In contrast to this, bodily resurrection (and the corresponding doctrine of the ascension) affirms that the God who met us in Bethlehem did not simply pay us a visit, but is eternally with us, participating in the joys and sorrows of our creaturely existence.  To confess the bodily resurrection is to insist that who Jesus is, as the historical figure Jesus of Nazareth, is not overridden by who he is as the Resurrected One.  His birth to Mary, eating with tax collectors and sinners, and cry of desolation are not left behind in the tomb, but somehow taken into the very life of God.  The resurrection, then, does more than mark the culmination of wonderful things God has done for us in Jesus Christ.  It reveals that God is “with us and for us” (Barth).  In the person of the bodily resurrected Christ, we confess, we witness God’s humanity, rejoicing both that God is with us and that we are with God.

Second, the resurrection communicates that bodies, and this world and day in which bodies live, matter to God.  In confessing that Jesus Christ bodily arose, we recognize that resurrection is less about conquering the world and more about embracing and healing it.  In the person of the Resurrected One, God takes into God’s own life our historical, embodied existence, exalting us to participation in the very life of God.  Our confession of the resurrection, then, should lead us to resist and to challenge trajectories of the Christian tradition that emphasize the insignificance of this world in relation to the next.  To live into the reality of the resurrection as those whose lives are “hidden with Christ in God” (Col. 3:3) is to celebrate the beauty of creaturely existence and to care deeply about the healing of the world.

On the wall of my living room is a saying from American artist Brian Andreas that helps me picture what it might look like to live with the hope of the resurrection.  “Anyone can slay a dragon,” says the knight, “but try waking up every morning and loving the world all over again.

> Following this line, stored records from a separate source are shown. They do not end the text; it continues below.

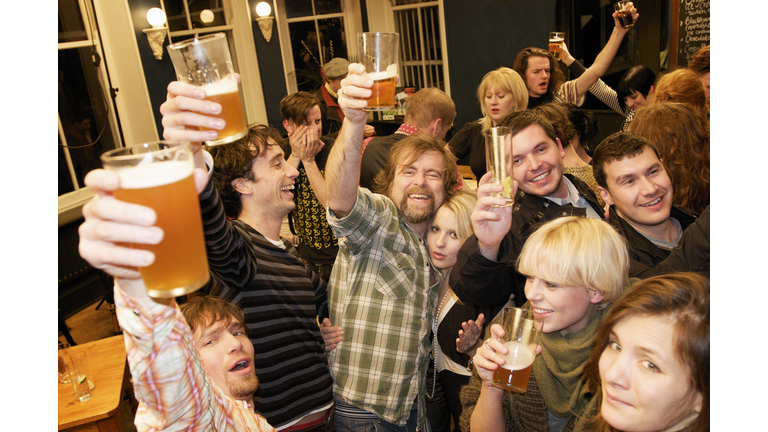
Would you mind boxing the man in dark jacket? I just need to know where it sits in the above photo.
[592,132,697,277]
[450,110,603,311]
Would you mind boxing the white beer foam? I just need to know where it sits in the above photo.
[365,64,397,81]
[200,78,237,96]
[497,342,536,370]
[117,160,194,189]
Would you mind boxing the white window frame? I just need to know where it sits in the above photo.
[274,0,363,94]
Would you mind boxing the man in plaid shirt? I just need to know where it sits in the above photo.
[326,64,458,432]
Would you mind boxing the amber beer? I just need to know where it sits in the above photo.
[200,78,248,146]
[491,342,534,393]
[104,144,209,298]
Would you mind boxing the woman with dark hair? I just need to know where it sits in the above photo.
[584,273,709,432]
[629,102,709,214]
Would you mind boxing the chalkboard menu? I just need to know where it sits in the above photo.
[670,0,709,67]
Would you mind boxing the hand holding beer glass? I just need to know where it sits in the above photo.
[168,33,248,146]
[549,32,565,60]
[357,33,400,111]
[101,141,209,298]
[483,126,515,207]
[486,307,543,393]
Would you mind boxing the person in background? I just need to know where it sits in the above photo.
[461,216,629,432]
[688,45,710,107]
[533,103,605,207]
[629,102,710,213]
[280,92,339,283]
[315,57,376,138]
[427,190,485,432]
[360,87,456,190]
[584,273,710,432]
[448,67,528,179]
[655,69,709,119]
[512,2,640,108]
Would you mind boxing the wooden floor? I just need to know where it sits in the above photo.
[59,302,136,432]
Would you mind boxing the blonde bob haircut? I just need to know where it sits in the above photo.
[516,216,629,309]
[477,67,528,132]
[441,189,477,242]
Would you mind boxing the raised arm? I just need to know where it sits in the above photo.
[576,3,640,97]
[325,63,373,218]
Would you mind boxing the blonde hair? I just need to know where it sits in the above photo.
[477,67,528,132]
[515,216,629,309]
[443,189,477,242]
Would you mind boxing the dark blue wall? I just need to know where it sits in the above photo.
[444,0,555,134]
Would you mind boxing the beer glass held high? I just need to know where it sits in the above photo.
[491,307,542,393]
[101,141,209,298]
[357,33,400,111]
[168,33,248,146]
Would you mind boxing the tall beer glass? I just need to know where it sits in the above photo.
[483,126,515,207]
[357,33,400,111]
[491,307,543,393]
[101,141,209,298]
[168,33,248,146]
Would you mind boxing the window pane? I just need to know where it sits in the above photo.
[59,0,88,43]
[58,47,115,194]
[189,0,227,28]
[285,0,312,18]
[315,0,341,15]
[165,0,189,32]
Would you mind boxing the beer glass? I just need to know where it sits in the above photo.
[168,33,248,146]
[101,141,209,298]
[549,32,565,60]
[491,307,543,393]
[613,0,635,29]
[483,126,515,207]
[357,33,400,111]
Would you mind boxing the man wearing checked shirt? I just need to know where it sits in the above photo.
[326,64,458,432]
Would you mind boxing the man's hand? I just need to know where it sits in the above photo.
[470,171,517,261]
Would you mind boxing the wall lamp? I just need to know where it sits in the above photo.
[144,8,168,60]
[256,2,275,42]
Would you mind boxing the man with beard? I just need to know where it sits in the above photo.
[81,253,274,432]
[592,132,708,277]
[326,64,458,432]
[512,3,640,109]
[451,110,604,316]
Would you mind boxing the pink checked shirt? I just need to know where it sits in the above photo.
[115,285,274,432]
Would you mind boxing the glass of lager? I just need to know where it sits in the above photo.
[168,33,248,146]
[483,126,515,207]
[357,33,400,111]
[491,307,543,393]
[101,141,209,298]
[613,0,635,28]
[549,32,565,60]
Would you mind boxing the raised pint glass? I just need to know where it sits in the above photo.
[483,126,515,207]
[168,33,248,146]
[491,307,542,393]
[101,141,209,298]
[357,33,400,111]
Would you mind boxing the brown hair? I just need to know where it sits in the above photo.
[280,91,320,124]
[180,295,248,335]
[405,87,456,129]
[592,132,661,189]
[656,69,709,117]
[532,103,576,148]
[629,102,709,213]
[512,47,565,94]
[208,124,283,218]
[584,272,709,431]
[371,133,459,199]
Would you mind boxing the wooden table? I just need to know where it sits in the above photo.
[59,335,130,432]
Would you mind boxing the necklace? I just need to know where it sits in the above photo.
[427,287,452,399]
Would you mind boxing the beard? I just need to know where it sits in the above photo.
[399,188,435,224]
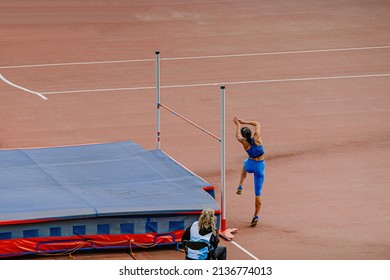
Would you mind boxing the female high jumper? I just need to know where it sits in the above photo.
[233,116,265,227]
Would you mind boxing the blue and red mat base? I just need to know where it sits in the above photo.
[0,142,220,258]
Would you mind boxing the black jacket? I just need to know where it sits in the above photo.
[181,225,219,249]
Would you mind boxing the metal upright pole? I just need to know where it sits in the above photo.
[156,51,161,150]
[221,86,226,231]
[220,86,237,241]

That’s what takes a real hero.”  Jesus rises from the dead, and we witness God loving the world all over again.  We confess the resurrection of the body, and we recognize that our frail existences and efforts should never be neglected.  Truly, they participate both in the beauty of creation and in God’s promised re-creation.

Third, our confession of the resurrection tells us that the cross – and the suffering and death associated with it – are not the end of the story.  While the resurrection affirms life in this world, it does not argue that this world is all there is, and that it will therefore be indefinitely maintained.  If it did, what hope would our confession bring us?  After all, the last thing we desire is to be stuck, for all of eternity, with the sin and suffering associated with creaturely existence!  Thankfully, our confession reminds us that resurrection is not resuscitation.  In contrast to a culture that seeks vainly to perpetuate bodies (endlessly promoting new ways of resuscitating them), to confess resurrection is to acknowledge that our bodies will pass away and will be created, again, anew.  Because we believe the One who created us out of nothing will re-create us free of sin and free of sorrow, we are empowered both to resist efforts devoted to perpetuating life at all costs and to care about and nurture every life so loved by God, however insignificant in the eyes of the world.

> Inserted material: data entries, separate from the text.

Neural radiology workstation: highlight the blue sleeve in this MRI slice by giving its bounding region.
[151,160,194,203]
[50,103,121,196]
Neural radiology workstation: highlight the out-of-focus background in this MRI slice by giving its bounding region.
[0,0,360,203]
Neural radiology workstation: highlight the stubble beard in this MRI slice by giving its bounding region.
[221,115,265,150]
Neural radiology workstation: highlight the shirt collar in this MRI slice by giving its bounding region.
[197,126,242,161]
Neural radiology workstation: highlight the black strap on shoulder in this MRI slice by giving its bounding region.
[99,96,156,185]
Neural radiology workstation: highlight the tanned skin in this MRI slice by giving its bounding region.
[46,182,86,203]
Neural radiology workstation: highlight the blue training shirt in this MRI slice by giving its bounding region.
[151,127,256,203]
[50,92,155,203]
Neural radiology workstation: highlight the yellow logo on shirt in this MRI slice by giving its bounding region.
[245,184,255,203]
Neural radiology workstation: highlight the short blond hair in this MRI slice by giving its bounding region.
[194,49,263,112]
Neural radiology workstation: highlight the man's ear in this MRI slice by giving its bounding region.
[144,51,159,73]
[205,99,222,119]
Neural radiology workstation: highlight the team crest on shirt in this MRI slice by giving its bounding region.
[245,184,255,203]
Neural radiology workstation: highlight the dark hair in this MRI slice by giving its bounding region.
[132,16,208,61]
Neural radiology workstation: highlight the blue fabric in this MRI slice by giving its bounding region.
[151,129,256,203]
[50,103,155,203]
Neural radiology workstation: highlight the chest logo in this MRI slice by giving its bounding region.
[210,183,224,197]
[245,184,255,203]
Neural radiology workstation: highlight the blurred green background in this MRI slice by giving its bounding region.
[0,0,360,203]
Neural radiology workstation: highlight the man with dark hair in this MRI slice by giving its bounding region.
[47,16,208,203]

Knowing that death is not the end, we are not incapacitated by the pain of the world.  But we are filled with anguish over it.  To confess the resurrection is to be constantly reminded, when we see broken bodies, that God’s promise in the Risen Christ has not yet been fully realized in relation to creaturely existence.  “Thy Kingdom Come!” we demand, remembering.  And then we go forward to do the will of God, engaging in the work that heals while watching, hoping, and praying for the new life that is ours.

As we journey through the coming weeks, may we together reflect, as Christian disciples, on what it means to confess that “Jesus Christ is risen, indeed!”  May we live into our identity as “resurrection people,” knowing that God is with us and that we participate, through Christ, in the life and purposes of God.  And may we learn to live with the anguish that comes with having hope, yearning for every body to be healed, knowing that this is indeed the will of God revealed on Easter morning.